The president’s speech

While the president, like any other citizen, has the right to engage and critique judgements of courts, the stature of his office requires him to do so in a responsible manner. In addition to being protected by the (now) limited immunity of his office, the president chose to make his statements from the floor of parliament and thereby clothed himself with Parliament’s privileges. The almost absolute freedom of speech granted to the representatives of the people on the floor of the house, has to be used with caution and responsibility.

While the president did highlight some serious concerns with the Special Determination, he went further and:

  • Said the Determination was “a perverse determination which this House should not follow.”
  • Said that the Determination cannot be accepted and that parliament “has to assert its own rights.”
  • Suggested the setting up of a Parliamentary Select Committee to study the determination.

These statements by the president are unacceptable and are contrary to the Constitution he has sworn to uphold. The Constitution is very clear; it is the Supreme Court that has the sole and exclusive jurisdiction to interpret the Constitution not the president. Even if we assume that the Supreme Court’s decision was manifestly wrong, parliament or the president cannot sit in revision of that decision.

The Constitution provides for specific mechanisms by which such errors can be rectified (for the Supreme Court itself to revisit such decisions). In fact one such mechanism was suggested to the president by M.A. Sumanthiran President’s Counsel during the course of the debate in parliament. But appointing members of parliament to review such a decision is not such a mechanism.
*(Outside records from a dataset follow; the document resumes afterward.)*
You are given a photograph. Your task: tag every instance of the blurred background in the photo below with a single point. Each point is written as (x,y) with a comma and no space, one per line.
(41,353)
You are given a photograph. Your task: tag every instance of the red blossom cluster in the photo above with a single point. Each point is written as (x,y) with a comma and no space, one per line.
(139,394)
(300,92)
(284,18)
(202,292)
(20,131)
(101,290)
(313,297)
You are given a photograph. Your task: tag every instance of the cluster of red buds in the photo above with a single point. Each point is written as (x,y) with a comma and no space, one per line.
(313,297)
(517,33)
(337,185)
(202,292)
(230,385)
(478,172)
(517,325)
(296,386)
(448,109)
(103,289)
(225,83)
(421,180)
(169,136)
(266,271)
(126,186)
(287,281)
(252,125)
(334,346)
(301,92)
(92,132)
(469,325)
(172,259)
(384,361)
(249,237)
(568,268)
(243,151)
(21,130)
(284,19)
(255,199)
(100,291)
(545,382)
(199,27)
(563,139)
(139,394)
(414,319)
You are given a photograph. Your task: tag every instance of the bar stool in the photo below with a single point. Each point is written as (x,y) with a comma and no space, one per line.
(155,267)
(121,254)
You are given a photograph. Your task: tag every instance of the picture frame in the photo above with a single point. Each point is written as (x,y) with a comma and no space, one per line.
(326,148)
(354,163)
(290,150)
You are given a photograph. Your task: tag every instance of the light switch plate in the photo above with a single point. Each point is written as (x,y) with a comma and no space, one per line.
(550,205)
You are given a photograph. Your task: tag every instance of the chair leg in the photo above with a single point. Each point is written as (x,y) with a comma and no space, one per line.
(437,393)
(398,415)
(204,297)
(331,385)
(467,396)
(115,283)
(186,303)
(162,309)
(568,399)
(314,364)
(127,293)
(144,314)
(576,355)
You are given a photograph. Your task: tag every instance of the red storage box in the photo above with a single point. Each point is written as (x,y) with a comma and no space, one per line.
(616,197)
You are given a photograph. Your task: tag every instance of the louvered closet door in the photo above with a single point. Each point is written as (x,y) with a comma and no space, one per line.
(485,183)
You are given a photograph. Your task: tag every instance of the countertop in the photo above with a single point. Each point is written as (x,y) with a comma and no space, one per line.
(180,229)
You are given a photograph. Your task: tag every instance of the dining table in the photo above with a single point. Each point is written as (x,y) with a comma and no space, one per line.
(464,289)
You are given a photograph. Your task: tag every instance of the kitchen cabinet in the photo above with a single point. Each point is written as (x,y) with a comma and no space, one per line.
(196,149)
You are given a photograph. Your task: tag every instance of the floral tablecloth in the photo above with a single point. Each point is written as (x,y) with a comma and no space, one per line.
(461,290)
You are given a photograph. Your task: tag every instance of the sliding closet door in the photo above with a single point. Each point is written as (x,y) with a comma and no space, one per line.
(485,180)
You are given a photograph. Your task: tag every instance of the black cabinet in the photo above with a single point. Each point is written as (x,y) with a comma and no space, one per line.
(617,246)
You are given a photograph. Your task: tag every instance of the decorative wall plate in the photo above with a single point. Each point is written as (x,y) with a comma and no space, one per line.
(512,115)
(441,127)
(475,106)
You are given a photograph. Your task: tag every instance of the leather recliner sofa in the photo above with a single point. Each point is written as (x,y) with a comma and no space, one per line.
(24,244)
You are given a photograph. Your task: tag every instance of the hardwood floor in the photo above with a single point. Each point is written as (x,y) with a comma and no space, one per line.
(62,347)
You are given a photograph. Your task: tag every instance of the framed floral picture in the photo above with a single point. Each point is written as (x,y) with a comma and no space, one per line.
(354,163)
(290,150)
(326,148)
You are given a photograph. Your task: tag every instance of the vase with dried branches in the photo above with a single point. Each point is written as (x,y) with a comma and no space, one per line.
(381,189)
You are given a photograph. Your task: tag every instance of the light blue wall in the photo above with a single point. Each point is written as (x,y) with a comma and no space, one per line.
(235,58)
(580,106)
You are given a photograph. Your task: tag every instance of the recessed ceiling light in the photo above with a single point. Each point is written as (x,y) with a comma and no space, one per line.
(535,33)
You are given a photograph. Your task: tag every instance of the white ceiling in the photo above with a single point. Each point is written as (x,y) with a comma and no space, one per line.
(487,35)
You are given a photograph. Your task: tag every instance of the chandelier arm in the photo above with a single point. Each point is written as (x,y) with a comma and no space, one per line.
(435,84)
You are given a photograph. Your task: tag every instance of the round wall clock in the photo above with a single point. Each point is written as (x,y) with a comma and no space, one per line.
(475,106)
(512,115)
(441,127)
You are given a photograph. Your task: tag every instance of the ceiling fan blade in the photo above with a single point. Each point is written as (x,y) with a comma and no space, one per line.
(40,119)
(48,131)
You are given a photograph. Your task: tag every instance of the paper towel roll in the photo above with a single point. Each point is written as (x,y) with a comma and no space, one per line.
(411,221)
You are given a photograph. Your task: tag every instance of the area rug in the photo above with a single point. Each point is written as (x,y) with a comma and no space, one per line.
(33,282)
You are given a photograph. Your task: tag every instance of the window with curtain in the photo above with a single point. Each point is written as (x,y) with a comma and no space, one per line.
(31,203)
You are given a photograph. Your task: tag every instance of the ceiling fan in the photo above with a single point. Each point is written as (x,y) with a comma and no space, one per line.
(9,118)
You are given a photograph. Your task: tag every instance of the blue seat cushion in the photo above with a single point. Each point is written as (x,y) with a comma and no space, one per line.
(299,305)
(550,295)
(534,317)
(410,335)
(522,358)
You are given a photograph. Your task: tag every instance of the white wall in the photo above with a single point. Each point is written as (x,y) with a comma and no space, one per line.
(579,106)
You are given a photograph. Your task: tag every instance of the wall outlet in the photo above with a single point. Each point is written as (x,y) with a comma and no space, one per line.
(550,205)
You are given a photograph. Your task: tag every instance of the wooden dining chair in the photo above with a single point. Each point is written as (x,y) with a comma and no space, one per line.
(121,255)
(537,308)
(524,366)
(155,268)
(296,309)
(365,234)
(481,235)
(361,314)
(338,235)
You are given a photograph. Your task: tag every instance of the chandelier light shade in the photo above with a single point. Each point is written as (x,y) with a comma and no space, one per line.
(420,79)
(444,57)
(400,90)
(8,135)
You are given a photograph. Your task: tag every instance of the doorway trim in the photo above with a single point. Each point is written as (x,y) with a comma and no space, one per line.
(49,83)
Here again the Constitution is emphatic; once the court determines that any provision of a Bill is inconsistent with the Constitution such a Bill “shall not be passed except in the manner stated in the determination of the Supreme Court” unless of course necessary amendments are made to bring the Bill in line with the court’s determination.

It is unfortunate that the president ventured on the path he did, basically asking Members of Parliament to violate the Constitution. The president’s analysis of the situation seems to be based on a deeply misguided and erroneous belief in a form of parliamentary supremacy over the judiciary. As Sri Lanka’s Supreme Court has continuously said for decades, there is no absolute power, no plenary power recognised by our Constitution. In this Republic, at least theoretically, sovereignty is with the people and all powers of government are held in trust for the people.